[A Jacobite Exile by G. A. Henty]@TWC D-Link bookA Jacobite Exile CHAPTER 5: Narva 11/23
First, however, several of the regiments were ordered to fall out, and to cut down bushes and make fascines, to enable the troops to cross the ditches. The intrenchment was a formidable one, being provided with parapets armed with chevaux de frise, and flanked by strong exterior works, while several batteries had been placed to sweep the ground across which an enemy must advance. The right column, under General Welling, was to march to a point nearly in the centre of the great semicircle; while the left, under General Rhenschild, was to assault a point about halfway between the centre and the river, where one of the largest and most powerful of the enemy's batteries was placed.
The king himself was with this wing, with his bodyguard, and he hoped that here he might meet the czar commanding in person.

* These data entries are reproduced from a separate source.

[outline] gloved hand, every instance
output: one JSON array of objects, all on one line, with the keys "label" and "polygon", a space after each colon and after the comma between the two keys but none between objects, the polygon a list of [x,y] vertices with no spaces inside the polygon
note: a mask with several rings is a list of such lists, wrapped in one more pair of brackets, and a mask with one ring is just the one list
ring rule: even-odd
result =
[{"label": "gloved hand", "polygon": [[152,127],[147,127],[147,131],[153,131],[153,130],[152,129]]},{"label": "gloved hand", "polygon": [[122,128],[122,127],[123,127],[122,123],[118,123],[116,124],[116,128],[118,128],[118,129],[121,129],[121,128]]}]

The Russian emperor had, however, left the camp that morning, to fetch up forty thousand men who were advancing from Plescow, and the command of the army had been assumed by the Duke of Croy. The Swedish left wing had with it a battery of twenty-one guns, while sixteen guns covered the attack on the right.
It was two o'clock in the afternoon when two guns gave the signal for the advance.
Hitherto the weather had been fine, but it had become gradually overcast, and, just as the signal was given, a tremendous storm of snow and hail began.